‘Gender-Blind’ Thinking May Help Reduce Workplace Confidence Gap
Men have historically dominated workplace environments, due in large part to social, legal, and organizational norms that view professional advancement through a male-centric lens. It is up to organizations to make changes that allow women to succeed and the responsibility of HR departments and the legal system to ensure women aren’t being treated unfairly.
While changing the architecture of organizations and their policies so that they benefit all employees equally is the ultimate goal, such changes will likely take decades to permeate workplaces on a large scale. Promoting gender-blind ideologies may be one short-term patch that individual workers and managers can deploy on a smaller scale.
One proposed mechanism for this change is addressing the so-called confidence gap, the disparity in confidence between men and women measured in such contexts as salary negotiations, self-promotion, and performance. Research indicates that men tend to be overconfident in work situations, while women are often under-confident.
New research suggests that promoting “gender-blind” attitudes may be one way to close this gap.
Gender blindness entails focusing on similarities between men and women, rather than their differences, and new research suggests that believing women and men are similar can promote confidence, agency, and action in women. A new article detailing five studies on gender-blind attitudes published in Organizational Behavior and Human Decision Processes detailed how researchers measured attitudes, confidence, and agency in some studies, and manipulated gender blindness in others to see what the effects were. Researchers showed that increases in women’s confidence, their agency, and action-taking behaviors changed the most if female participants worked in male-dominated environments.

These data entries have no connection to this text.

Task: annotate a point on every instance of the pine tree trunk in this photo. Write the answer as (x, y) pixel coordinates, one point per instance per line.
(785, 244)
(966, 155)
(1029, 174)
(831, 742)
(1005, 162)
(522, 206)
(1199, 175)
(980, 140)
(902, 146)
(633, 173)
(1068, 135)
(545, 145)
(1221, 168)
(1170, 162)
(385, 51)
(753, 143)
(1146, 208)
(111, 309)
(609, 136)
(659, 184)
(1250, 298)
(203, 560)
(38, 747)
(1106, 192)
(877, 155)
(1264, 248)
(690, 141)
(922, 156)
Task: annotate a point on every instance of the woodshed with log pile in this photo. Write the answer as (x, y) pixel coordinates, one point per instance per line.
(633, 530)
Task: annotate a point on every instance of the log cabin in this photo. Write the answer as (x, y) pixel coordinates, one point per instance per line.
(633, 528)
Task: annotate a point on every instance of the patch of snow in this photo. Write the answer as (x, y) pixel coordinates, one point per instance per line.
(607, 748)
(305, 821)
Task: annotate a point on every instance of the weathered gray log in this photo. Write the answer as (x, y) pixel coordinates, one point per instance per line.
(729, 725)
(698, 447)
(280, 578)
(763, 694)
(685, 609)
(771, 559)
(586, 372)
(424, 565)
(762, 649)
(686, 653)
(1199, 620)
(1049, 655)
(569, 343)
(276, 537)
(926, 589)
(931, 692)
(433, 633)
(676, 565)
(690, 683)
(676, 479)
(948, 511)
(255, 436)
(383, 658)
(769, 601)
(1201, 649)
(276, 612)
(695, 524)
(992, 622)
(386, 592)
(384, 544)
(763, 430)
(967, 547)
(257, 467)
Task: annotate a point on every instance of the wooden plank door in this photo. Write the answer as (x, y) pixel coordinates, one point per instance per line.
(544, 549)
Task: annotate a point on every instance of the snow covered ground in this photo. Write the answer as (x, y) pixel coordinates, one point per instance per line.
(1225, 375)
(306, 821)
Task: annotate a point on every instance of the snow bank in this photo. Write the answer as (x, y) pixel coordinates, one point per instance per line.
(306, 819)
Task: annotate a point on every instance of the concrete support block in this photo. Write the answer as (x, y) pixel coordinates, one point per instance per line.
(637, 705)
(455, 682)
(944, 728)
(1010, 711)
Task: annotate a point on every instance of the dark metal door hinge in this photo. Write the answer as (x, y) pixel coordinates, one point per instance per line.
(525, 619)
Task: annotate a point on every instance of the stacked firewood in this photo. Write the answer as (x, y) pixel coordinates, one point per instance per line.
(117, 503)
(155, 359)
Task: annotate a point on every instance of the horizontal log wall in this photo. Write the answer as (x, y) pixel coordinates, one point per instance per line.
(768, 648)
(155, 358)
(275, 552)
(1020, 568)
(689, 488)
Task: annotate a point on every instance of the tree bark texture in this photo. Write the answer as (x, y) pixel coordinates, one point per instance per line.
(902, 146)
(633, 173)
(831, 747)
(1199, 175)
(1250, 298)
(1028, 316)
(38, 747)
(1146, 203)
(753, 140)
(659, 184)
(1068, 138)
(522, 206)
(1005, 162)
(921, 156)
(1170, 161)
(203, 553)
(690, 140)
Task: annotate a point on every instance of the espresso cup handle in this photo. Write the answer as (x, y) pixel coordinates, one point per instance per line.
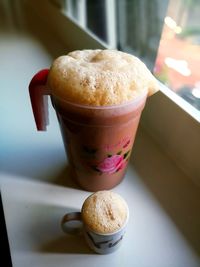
(71, 217)
(38, 94)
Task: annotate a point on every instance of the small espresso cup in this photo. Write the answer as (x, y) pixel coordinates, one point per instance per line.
(104, 242)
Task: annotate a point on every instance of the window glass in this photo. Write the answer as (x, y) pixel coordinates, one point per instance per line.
(177, 63)
(164, 34)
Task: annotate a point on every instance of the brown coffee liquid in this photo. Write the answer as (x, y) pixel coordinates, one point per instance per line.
(98, 142)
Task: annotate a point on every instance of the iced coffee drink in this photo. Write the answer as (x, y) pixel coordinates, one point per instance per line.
(98, 96)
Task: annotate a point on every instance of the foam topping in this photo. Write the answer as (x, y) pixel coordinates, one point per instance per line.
(104, 212)
(100, 77)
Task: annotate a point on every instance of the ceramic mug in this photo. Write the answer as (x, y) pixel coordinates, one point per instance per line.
(102, 243)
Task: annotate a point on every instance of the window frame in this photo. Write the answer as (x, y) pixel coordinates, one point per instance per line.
(165, 118)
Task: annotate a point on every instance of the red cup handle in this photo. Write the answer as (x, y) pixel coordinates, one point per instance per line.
(38, 94)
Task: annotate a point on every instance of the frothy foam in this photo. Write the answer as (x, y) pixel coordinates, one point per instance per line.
(104, 212)
(100, 77)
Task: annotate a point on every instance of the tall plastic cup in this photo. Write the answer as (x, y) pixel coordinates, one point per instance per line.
(98, 140)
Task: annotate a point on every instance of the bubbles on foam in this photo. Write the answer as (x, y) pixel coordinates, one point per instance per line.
(100, 77)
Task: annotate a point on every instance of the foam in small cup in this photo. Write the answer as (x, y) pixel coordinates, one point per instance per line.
(104, 212)
(100, 77)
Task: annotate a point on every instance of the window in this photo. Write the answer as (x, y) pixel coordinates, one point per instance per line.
(177, 63)
(164, 34)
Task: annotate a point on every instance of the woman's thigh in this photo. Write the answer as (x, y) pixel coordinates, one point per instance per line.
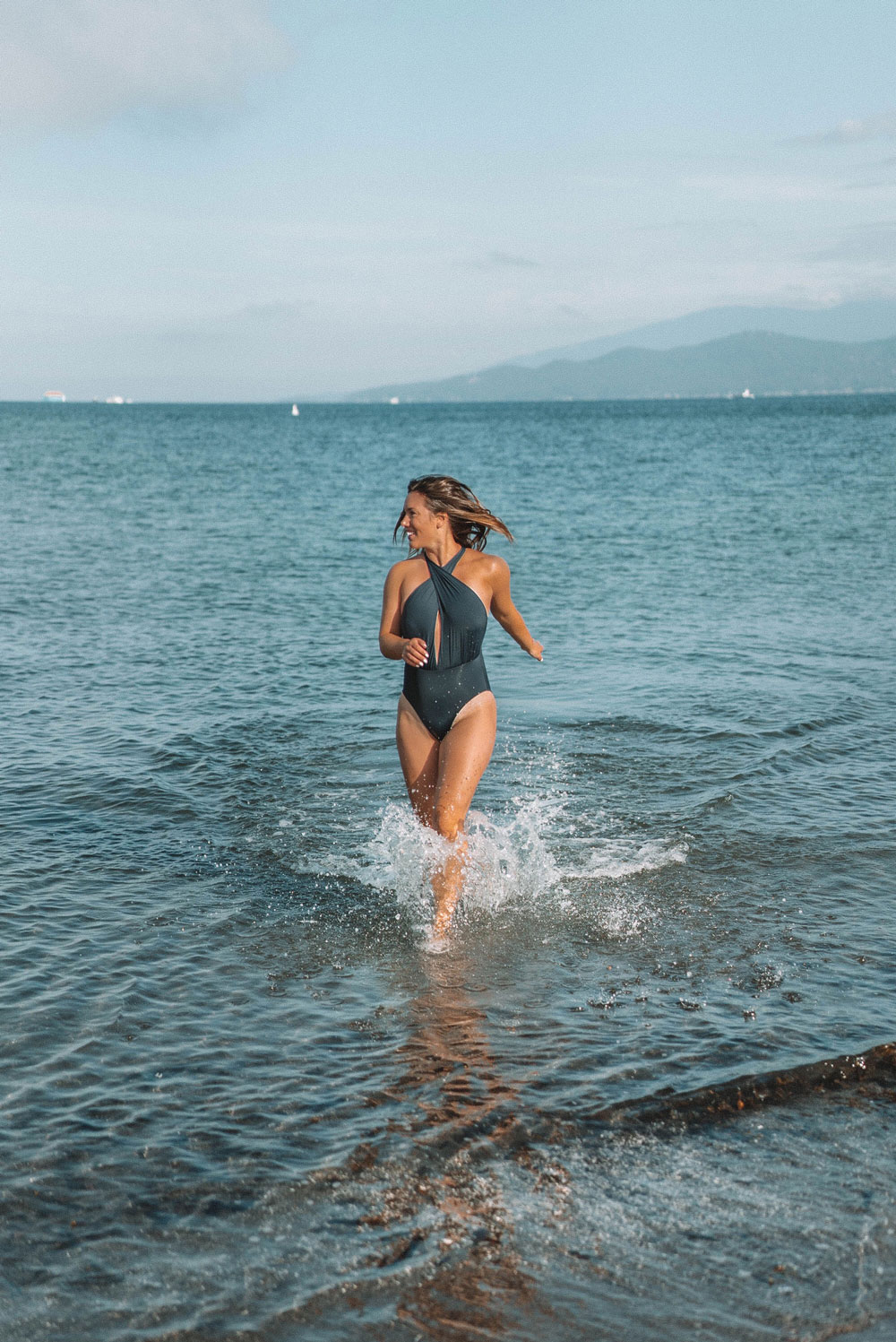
(463, 756)
(418, 755)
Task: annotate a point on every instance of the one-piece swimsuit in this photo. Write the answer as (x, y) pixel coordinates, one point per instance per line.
(455, 671)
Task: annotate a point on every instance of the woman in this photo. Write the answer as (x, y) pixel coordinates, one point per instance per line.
(435, 610)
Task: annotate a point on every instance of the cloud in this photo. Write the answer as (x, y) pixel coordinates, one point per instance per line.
(866, 243)
(502, 261)
(855, 129)
(81, 62)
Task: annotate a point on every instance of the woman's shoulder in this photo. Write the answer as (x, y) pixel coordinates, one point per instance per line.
(404, 567)
(490, 565)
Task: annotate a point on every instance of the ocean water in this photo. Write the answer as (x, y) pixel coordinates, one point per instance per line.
(237, 1099)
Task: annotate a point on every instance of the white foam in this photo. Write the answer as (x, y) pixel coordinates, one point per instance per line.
(620, 856)
(513, 861)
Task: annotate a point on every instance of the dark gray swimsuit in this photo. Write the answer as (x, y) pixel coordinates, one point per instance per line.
(439, 690)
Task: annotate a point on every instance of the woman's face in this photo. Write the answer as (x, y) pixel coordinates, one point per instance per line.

Changes in agency and action mostly came from changes in confidence. In one study, reading a passage that advocated for gender blindness made female managers more confident, which increased their identification with words like “assertive,” “leader,” “dominant,” and “forceful”. Those that read the passage and increased their confidence more often chose to take a hypothetical action when faced with a choice (e.g., speak first in a debate, join a movement to free a wrongly accused prisoner, or enter into a negotiation).
Men’s attitudes and actions did not follow the same patterns as women’s. Gender blindness in men either had no effect on confidence levels or lowered them slightly. This is consistent with the theory that most workplaces are male-centric and male ideation and beliefs are well-suited for these organizations.
Most of these studies were conducted with online survey responders (male and female users of Mechanical Turk, an online work crowdsourcing platform). One study, however, made use of a group of first-year MBA students in a male-dominated program to assess gender-blind beliefs and how they affected workplace confidence and action-based choices. Researchers measured the students’ beliefs of how similar men and women are, then measured confidence, agency, and action-taking.
The authors noted that these “blind” tactics are likely not applicable to race-based differences in workplace action, confidence, or agency. Past research published in Psychological Science and Perspectives on Psychological Science found benefits in approaches that encourage awareness of racial differences, including multicultural approaches that recognize and celebrate differences in culture and background. Compared with “colorblindness,” research indicates that multiculturalism boosts feelings of empowerment among members of minority groups and improves overall intergroup relations between majority and minority group members.
References
Martin, A. E., & Phillips, K. W. (2017). What “blindness” to gender differences helps women see and do: Implications for confidence, agency, and action in male-dominated environments. Organizational Behavior and Human Decision Processes, 142, 28-44. doi:10.1016/j.obhdp.2017.07.004
Galinsky, A. D., Todd, A. R., Homan, A. C., Phillips, K. W., Apfelbaum, E, P., Sasaki, S. J.,…Maddux, W. W. (2015). Maximizing the gains and minimizing the pains of diversity. Perspectives on Psychological Science, 10, 742 – 748. doi:10.1177/1745691615598513.
Vorauer, J. D., Gagnon, A., & Sasaki, S. J. (2009). Salient intergroup ideology and intergroup interaction. Psychological Science, 20, 838-845. doi:10.1111/j.1467-9280.2009.02369.x.
Plaut, V. C., Thomas, K. M., & Goren, M. J., (2009). Is multiculturalism or color blindness better for minorities? Psychological Science, 20, 444-446. doi:10.1111/j.1467-9280.2009.02318.x.